Del Biaggio was eventually convicted of misappropriating funds from investors he had advised. He received an eight-year prison sentence and was ordered to pay more than $67.4 million in restitution.
In 2008, he filed Chapter 11 bankruptcy in California with debts exceeding assets by $35 million. He listed his stake in the Nashville Predators as his biggest asset at $23.5 million.
Freeman filed a claim against Del Biaggio’s estate for $38 million, but the bankruptcy court ruled that his claim is subordinate to that of Del Biaggio’s general unsecured creditors because they are related to the “purchase or sale of securities.”
A federal judge ruled in 2013 that Freeman’s claim against his former partner’s bankruptcy estate takes a back seat to those of other creditors.
“Freeman purchased Common Units, executed a promissory note, and paid additional monies to Predators Holdings, LLC, all in the expectation of profiting from the investment,” U.S. District Judge Yvonne Rogers said at the time. “The risks he assumed in accepting what turned out to be misrepresentations and falsehoods by Del Biaggio were no different, essentially, from the risks any investor takes in a business venture. His injury is the same as any investor who has fallen prey to securities fraud or similar fraudulent inducements to invest.”
On Monday, the Ninth Circuit upheld Judge Rogers’ ruling, finding that Freeman’s claim against Del Biaggio “was properly subordinated to other claims senior or equal to it.”
“As an investor in an affiliate of Del Biaggio, Freeman bargained for increased risk in exchange for an expectation in the profits of Holdings as he himself admits. Del Biaggio’s creditors made no such gamble,” Judge Diarmuid O’Scannlain wrote for a three-judge panel. “Allowing Freeman to stand on par with Del Biaggio’s creditors ‘would give [Freeman] the best of both worlds—the right to share in profits if [Holdings] succeeded and the right to repayment as a creditor [of Del Biaggio] if it failed.'”
The appeals court also found that federal bankruptcy law at issue is not limited to corporate debtors, but also applies to individuals.
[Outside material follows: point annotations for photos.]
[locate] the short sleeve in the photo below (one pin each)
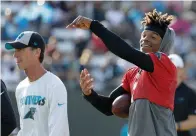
(163, 67)
(126, 79)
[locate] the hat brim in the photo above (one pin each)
(15, 45)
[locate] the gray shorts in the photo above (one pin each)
(148, 119)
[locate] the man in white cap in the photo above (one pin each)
(41, 97)
(185, 100)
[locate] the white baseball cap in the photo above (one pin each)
(27, 39)
(177, 60)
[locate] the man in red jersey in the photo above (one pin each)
(151, 83)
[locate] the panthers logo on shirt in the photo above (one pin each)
(30, 113)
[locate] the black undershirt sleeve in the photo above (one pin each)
(8, 120)
(120, 48)
(104, 103)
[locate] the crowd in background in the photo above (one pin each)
(67, 49)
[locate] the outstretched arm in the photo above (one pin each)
(104, 103)
(120, 48)
(114, 43)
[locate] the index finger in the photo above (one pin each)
(82, 74)
(73, 24)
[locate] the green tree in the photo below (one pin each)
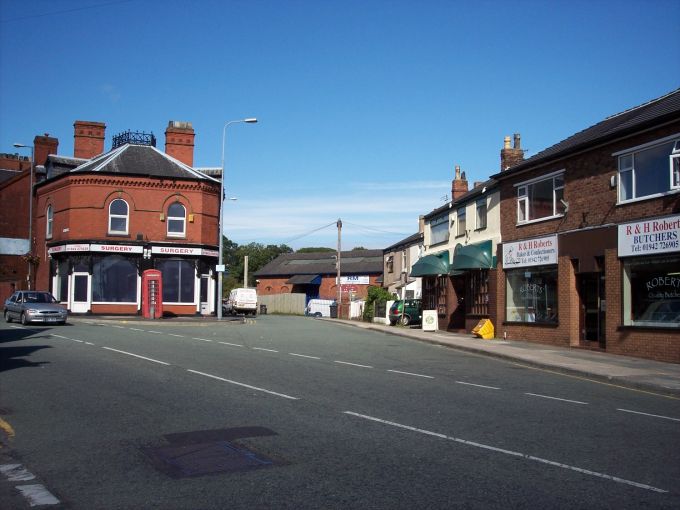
(374, 294)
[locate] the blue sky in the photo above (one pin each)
(364, 107)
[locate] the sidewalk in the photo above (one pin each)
(636, 373)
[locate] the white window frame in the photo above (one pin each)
(461, 213)
(478, 204)
(49, 218)
(126, 216)
(626, 165)
(172, 219)
(523, 197)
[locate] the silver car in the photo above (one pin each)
(34, 306)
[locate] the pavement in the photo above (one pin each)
(635, 373)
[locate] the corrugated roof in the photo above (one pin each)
(323, 263)
(645, 115)
(143, 160)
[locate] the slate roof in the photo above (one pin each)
(323, 263)
(652, 113)
(409, 241)
(141, 160)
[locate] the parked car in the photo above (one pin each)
(34, 306)
(319, 307)
(411, 314)
(241, 301)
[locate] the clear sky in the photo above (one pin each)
(364, 106)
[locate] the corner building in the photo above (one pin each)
(591, 237)
(102, 219)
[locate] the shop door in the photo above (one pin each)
(205, 305)
(592, 310)
(80, 293)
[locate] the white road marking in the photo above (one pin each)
(478, 385)
(243, 385)
(411, 373)
(136, 356)
(352, 364)
(37, 495)
(16, 473)
(556, 398)
(647, 414)
(512, 453)
(303, 356)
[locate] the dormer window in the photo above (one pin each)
(118, 217)
(176, 220)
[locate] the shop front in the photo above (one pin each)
(106, 278)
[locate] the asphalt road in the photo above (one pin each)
(291, 412)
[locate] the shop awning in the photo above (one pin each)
(432, 265)
(472, 256)
(305, 279)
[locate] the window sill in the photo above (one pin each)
(540, 220)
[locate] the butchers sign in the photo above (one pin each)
(661, 235)
(533, 252)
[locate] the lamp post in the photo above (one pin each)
(220, 263)
(30, 211)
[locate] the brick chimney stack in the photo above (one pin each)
(88, 139)
(179, 141)
(43, 146)
(458, 185)
(511, 156)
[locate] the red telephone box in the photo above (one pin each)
(152, 294)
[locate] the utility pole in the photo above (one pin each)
(339, 224)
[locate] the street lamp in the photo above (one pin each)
(220, 263)
(30, 210)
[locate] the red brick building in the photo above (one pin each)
(100, 219)
(591, 237)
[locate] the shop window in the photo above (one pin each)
(651, 292)
(48, 222)
(179, 279)
(531, 295)
(176, 220)
(114, 280)
(118, 217)
(460, 221)
(478, 292)
(439, 230)
(649, 170)
(481, 214)
(541, 198)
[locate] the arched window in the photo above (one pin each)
(48, 219)
(176, 220)
(118, 217)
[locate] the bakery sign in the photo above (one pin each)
(532, 252)
(649, 237)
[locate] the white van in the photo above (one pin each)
(241, 301)
(319, 307)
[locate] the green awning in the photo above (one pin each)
(472, 256)
(432, 265)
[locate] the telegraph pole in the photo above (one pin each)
(339, 225)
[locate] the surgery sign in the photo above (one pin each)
(661, 235)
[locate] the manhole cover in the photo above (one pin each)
(181, 461)
(208, 452)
“Congress included within § 510(b)’s ambit claims arising from the purchase of the securities of ‘an affiliate of the debtor,'” O’Scannlain wrote. “Congress recognized what our pre-Bankruptcy Code precedent already had—namely, that the fairness concerns underlying the risk-allocation rationale apply whether the investor’s profit expectation is directed at the debtor or at an associated entity.” (Emphasis in original.)
In June, Freeman and Commodore Trust sued Predators Holdings LLC and team co-owner Thomas Cigarran, claiming Freeman kept the franchise in town and wasn’t repaid for his efforts.
Freeman said in the lawsuit that he “saved professional hockey in Nashville” in 2007 by organizing investors and putting up $36 million in capital while the team was entertaining sale offers that year, including one from a would-be buyer that planned to move the franchise to Canada for the 2008-2009 season.
The Predators called Freeman’s complaint a “meritless and inappropriate court filing” and said the allegations “should be resolved by the NHL as mandated by the NHL Constitution, to which all owners, including Freeman, are bound.”